Attendu de longue date, ce nouvel album de Leon Vynehall, Rare, Forever, ne sauvera pas votre printemps. Il fait mieux : il remplira les rares interstices mentaux laissés libres pour mieux les coloniser et ne plus vous lâcher.

Un serpent qui se mord la queue dans un signe de l’infini cryptico-maléfique surplombé d’un “R” : on a connu plus direct comme imagerie, surtout lorsqu’il s’agit de Rare, Forever, disque attendu par beaucoup et teasé de longue date. Le dernier long format solo du DJ et producteur londonien remonte à 2018 et à Nothing Is Still, grand album de tourments balayé par les vents d’un virage à 180 degrés, direction l’expérimentation. Beaucoup moins aride, le disque qui sort aujourd’hui prend tout de même un malin plaisir à nous essayer de nous dérouter, le tout au sein de la galaxie Vynehall. Une house qui aurait pu s’appeler lo-fi mais qui tire plus sur la branche leftfield, voire mentale du 4×4.
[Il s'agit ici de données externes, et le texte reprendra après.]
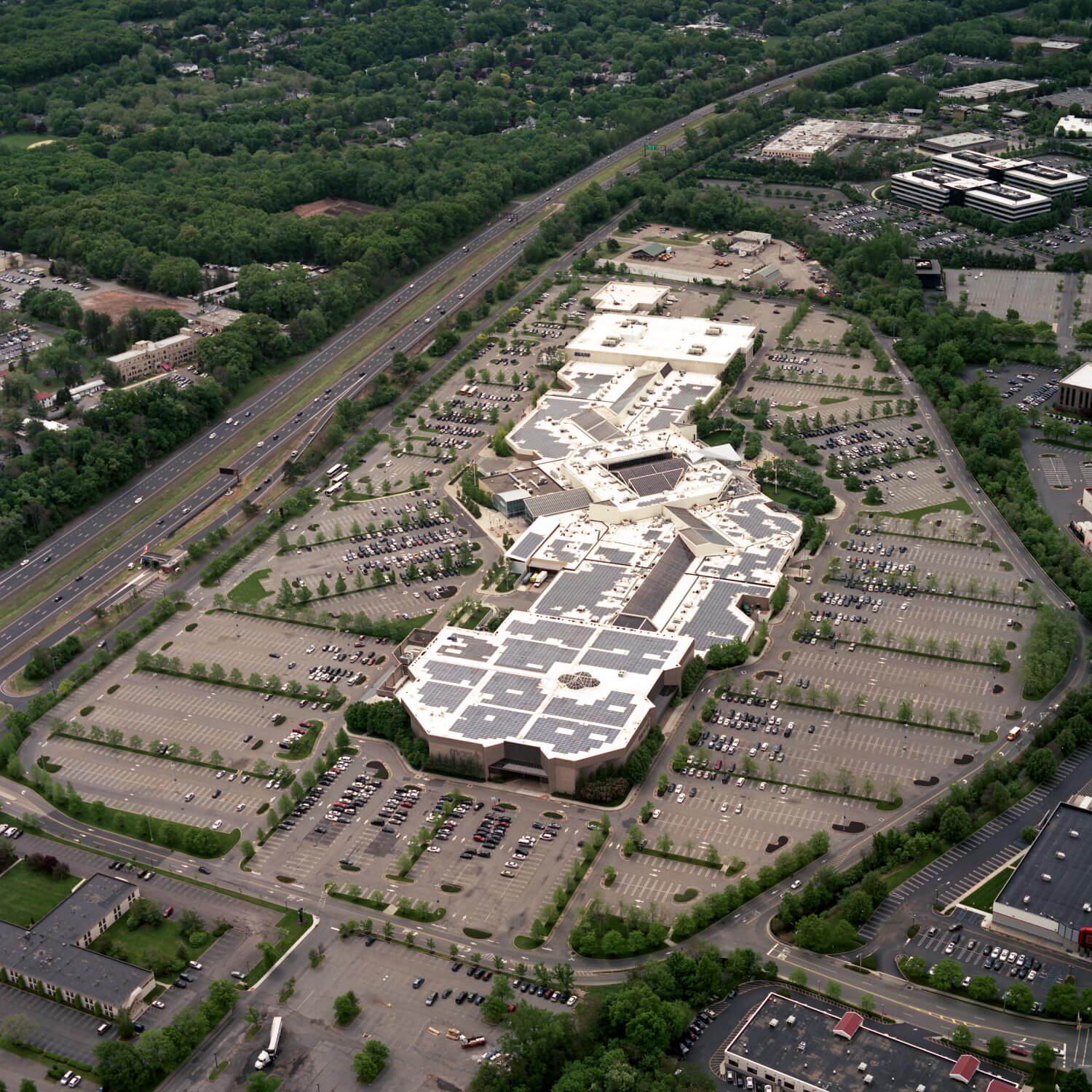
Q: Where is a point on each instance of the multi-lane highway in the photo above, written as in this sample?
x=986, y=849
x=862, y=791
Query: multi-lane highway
x=288, y=430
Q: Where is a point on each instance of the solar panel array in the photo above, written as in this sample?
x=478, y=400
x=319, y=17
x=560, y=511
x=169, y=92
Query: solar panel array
x=555, y=504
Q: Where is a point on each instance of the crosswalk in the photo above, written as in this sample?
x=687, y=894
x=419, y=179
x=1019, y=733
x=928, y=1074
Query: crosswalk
x=950, y=887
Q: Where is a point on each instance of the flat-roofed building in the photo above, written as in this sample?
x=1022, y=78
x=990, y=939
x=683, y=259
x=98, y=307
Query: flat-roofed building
x=1075, y=390
x=807, y=1046
x=686, y=343
x=960, y=142
x=934, y=188
x=1074, y=127
x=1048, y=897
x=541, y=698
x=1026, y=174
x=146, y=358
x=627, y=298
x=989, y=89
x=56, y=952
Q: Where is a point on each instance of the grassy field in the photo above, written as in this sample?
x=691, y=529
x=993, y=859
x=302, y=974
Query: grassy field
x=957, y=505
x=154, y=947
x=251, y=591
x=983, y=899
x=26, y=897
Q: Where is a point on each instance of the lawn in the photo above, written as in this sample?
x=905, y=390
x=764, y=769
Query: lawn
x=154, y=947
x=250, y=591
x=26, y=897
x=957, y=504
x=983, y=898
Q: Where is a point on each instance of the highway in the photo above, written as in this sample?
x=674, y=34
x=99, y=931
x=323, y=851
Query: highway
x=288, y=428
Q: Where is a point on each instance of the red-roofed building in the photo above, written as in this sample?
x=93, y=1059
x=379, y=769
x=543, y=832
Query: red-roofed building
x=849, y=1026
x=965, y=1069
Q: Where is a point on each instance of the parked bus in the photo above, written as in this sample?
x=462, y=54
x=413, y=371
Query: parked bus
x=270, y=1053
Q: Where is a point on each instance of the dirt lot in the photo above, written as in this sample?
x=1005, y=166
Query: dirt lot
x=334, y=207
x=117, y=301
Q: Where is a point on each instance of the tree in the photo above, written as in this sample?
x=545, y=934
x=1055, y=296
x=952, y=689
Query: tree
x=347, y=1008
x=368, y=1064
x=1042, y=1056
x=1040, y=764
x=946, y=974
x=1019, y=998
x=954, y=823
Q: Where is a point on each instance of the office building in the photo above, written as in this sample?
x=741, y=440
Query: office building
x=1075, y=391
x=56, y=954
x=146, y=358
x=808, y=1046
x=962, y=142
x=935, y=189
x=1048, y=897
x=1024, y=174
x=991, y=89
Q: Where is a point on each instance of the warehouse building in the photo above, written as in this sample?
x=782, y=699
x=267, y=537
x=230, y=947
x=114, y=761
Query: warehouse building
x=1048, y=898
x=686, y=343
x=1075, y=390
x=146, y=358
x=935, y=189
x=805, y=1048
x=1026, y=174
x=56, y=954
x=539, y=698
x=628, y=298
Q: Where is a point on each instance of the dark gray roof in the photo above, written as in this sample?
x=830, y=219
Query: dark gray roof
x=1064, y=897
x=50, y=950
x=554, y=504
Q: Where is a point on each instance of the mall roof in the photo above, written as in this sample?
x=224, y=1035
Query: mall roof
x=1061, y=851
x=571, y=688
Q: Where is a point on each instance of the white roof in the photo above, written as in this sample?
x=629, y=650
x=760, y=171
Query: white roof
x=686, y=342
x=620, y=296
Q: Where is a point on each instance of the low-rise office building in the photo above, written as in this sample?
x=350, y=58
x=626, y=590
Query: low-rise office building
x=1026, y=174
x=806, y=1048
x=1075, y=390
x=935, y=189
x=56, y=952
x=146, y=357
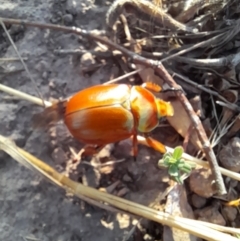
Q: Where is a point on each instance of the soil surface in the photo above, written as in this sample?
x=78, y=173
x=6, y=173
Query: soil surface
x=32, y=208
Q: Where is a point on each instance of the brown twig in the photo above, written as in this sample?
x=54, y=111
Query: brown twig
x=159, y=68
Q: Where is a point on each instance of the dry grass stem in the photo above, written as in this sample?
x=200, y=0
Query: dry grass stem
x=203, y=230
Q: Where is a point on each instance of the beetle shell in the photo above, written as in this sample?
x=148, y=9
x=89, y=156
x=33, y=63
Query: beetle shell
x=100, y=114
x=104, y=114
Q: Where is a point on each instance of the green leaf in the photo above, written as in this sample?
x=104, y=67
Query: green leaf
x=173, y=171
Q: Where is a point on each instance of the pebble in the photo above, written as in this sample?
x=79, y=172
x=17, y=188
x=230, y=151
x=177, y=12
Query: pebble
x=197, y=201
x=87, y=59
x=127, y=178
x=68, y=19
x=229, y=155
x=200, y=182
x=59, y=156
x=210, y=214
x=229, y=213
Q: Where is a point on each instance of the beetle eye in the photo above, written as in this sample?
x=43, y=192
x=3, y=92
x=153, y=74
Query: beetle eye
x=164, y=108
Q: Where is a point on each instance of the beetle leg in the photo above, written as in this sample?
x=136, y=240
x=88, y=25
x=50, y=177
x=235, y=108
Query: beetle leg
x=135, y=147
x=90, y=150
x=156, y=145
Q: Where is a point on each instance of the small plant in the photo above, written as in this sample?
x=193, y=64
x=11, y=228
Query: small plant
x=178, y=168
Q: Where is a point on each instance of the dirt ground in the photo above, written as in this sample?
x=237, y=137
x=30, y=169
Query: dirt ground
x=31, y=208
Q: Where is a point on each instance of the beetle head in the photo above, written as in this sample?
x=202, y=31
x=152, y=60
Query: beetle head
x=164, y=108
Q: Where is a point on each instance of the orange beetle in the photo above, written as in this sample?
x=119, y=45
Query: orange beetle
x=104, y=114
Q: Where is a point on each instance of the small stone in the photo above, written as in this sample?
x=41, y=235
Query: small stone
x=87, y=59
x=45, y=75
x=16, y=29
x=42, y=66
x=68, y=19
x=59, y=156
x=197, y=201
x=230, y=213
x=200, y=182
x=229, y=155
x=127, y=178
x=73, y=7
x=122, y=192
x=210, y=214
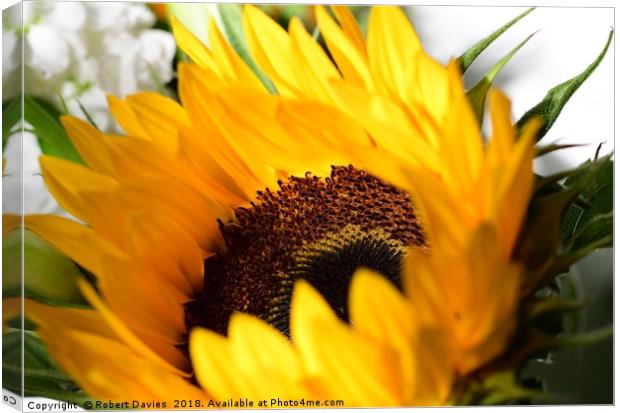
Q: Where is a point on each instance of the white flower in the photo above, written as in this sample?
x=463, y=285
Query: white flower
x=82, y=51
x=36, y=197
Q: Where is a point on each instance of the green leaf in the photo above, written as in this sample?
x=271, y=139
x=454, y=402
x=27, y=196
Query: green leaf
x=502, y=388
x=11, y=114
x=546, y=149
x=42, y=377
x=592, y=219
x=48, y=275
x=552, y=104
x=477, y=95
x=473, y=52
x=542, y=236
x=231, y=17
x=52, y=137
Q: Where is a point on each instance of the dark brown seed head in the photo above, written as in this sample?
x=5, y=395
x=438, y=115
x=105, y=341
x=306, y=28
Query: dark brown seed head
x=320, y=230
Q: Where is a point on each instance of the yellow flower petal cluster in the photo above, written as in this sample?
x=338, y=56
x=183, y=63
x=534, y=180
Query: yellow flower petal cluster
x=382, y=359
x=149, y=205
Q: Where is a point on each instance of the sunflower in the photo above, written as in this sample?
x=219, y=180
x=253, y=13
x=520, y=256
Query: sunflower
x=223, y=268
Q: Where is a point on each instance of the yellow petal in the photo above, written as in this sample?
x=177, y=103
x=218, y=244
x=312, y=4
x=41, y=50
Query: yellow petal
x=67, y=181
x=73, y=239
x=123, y=333
x=89, y=143
x=211, y=358
x=392, y=46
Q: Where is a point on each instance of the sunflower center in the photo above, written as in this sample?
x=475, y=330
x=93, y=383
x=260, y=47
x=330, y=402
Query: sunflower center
x=319, y=230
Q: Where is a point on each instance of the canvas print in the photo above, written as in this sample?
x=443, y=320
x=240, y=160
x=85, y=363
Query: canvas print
x=231, y=206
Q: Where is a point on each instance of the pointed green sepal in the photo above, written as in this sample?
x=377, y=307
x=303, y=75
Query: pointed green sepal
x=477, y=95
x=11, y=114
x=231, y=18
x=553, y=147
x=544, y=233
x=552, y=104
x=473, y=52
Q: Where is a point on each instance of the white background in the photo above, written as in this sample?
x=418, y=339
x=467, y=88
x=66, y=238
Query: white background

On y reconnait des choses, des sons, des approches ; un grain omniprésent, une sensation de frottement d’abord. On ne sait si le londonien a l’habitude de travailler sur des machines analogiques ou sur ordinateur mais il sait le rendre sur disque. Sans être brut ni bâclé, on garde une sensation de spontanéité, de vie à travers ce procédé, cette patte sonore. Tout parait fait sur le vif, capé à l’aide d’un micro standard et poussé dans le rouge. Une (fausse) rugosité qui s’entend partout, de “Ecce! Ego!” à “Snakeskin ∞ Has-Been”.
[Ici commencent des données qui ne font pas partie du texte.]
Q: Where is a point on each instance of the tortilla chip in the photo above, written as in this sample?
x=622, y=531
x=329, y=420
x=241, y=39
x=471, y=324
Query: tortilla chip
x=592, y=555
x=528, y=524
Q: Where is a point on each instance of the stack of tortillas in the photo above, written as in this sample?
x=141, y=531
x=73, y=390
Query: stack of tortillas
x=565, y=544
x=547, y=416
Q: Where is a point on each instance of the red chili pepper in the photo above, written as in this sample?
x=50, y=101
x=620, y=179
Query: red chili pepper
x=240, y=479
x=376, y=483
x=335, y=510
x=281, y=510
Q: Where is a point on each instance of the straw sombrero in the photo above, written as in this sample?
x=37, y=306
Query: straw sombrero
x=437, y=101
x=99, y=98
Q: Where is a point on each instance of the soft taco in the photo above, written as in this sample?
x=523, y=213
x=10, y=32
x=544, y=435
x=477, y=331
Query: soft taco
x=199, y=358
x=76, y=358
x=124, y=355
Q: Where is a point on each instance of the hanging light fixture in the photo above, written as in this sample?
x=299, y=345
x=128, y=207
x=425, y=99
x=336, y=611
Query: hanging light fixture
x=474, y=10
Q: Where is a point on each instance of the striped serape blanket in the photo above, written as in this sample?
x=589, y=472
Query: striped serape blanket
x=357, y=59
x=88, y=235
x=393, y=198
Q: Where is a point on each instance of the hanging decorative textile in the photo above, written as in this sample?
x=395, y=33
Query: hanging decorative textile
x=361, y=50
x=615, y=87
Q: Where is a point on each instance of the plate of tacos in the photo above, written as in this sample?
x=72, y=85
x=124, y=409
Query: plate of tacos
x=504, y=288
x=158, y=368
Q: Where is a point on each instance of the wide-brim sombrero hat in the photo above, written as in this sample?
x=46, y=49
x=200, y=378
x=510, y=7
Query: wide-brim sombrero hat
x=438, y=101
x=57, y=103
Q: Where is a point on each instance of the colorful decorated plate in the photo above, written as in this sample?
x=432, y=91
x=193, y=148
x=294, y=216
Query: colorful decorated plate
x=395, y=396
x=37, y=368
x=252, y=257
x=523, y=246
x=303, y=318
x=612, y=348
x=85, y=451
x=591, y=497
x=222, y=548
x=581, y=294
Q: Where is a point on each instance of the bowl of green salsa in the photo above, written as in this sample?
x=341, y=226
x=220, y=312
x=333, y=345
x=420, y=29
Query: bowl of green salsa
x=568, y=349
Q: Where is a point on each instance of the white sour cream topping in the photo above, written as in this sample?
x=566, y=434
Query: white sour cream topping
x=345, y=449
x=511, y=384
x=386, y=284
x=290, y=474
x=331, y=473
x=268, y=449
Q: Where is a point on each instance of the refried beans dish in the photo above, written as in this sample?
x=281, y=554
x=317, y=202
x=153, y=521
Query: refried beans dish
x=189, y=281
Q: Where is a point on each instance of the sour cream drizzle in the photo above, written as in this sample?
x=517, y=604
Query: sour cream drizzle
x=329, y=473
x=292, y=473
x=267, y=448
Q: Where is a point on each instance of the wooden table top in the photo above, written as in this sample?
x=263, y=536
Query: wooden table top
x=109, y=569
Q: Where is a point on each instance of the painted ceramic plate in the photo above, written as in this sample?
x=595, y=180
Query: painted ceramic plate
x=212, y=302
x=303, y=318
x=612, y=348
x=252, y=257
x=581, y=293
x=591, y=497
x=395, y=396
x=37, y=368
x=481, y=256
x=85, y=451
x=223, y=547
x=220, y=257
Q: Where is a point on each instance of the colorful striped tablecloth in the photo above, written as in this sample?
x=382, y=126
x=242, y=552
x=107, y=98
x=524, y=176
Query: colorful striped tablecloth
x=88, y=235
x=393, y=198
On reconnait aussi les thèmes, les fixations de Vynehall. Avoir sur une même piste une chevauchée house enlevé et d’épaisses plages ambient semble être sa direction, surtout depuis son précédent disque. Là où à ses débuts, il composait des titres club plus ouvert et aérien, il convoque par exemple sur “Mothra” des éléments plus sombres de son répertoire : riffs inquiétants, nappes synthétiques qui ne dénoterait pas dans la bande-son d’un thriller psychologique. Chaque piste plus énergique est encadrée par des plages oscillant entre ambient et electronica, comme pour expliciter la chose. Et ce sont ces pistes, de par leurs pouvoirs évocateurs et visuels, qui nous font plonger tête baissée dans l’univers de Vynehall.

Dissonants parfois (“Farewell! Magnus Gabro”), ses “mélodies”, si l’on peut les nommer ainsi, habillent le disque d’une couleur particulière et invitent à une rêverie mentale. Flamboyant sur “An Exhale” et “Dumbo”, en intensité rentrée sur “Worm (Closer & Closer)”, Vynehall esquisse un disque multiple aux couches superposées. Un disque aux multiples lectures, qui de par son format, s’insère partout ; ni dancefloor ni ambient, pas vraiment printanier mais loin d’être renfrogné, Rare, Forever s’épanouit dans des espaces non-définis. Des zones d’ombres, pas inconnues mais difficile à cartographier – est-ce un album pour le club, et si oui lequel ? – et qui ressemblent à s’y méprendre à nos quotidiens. Des zones floues, grises, difficiles à identifier. C’est tout naturellement qu’il vient coloniser ces espaces et y restera peut-être quelques temps.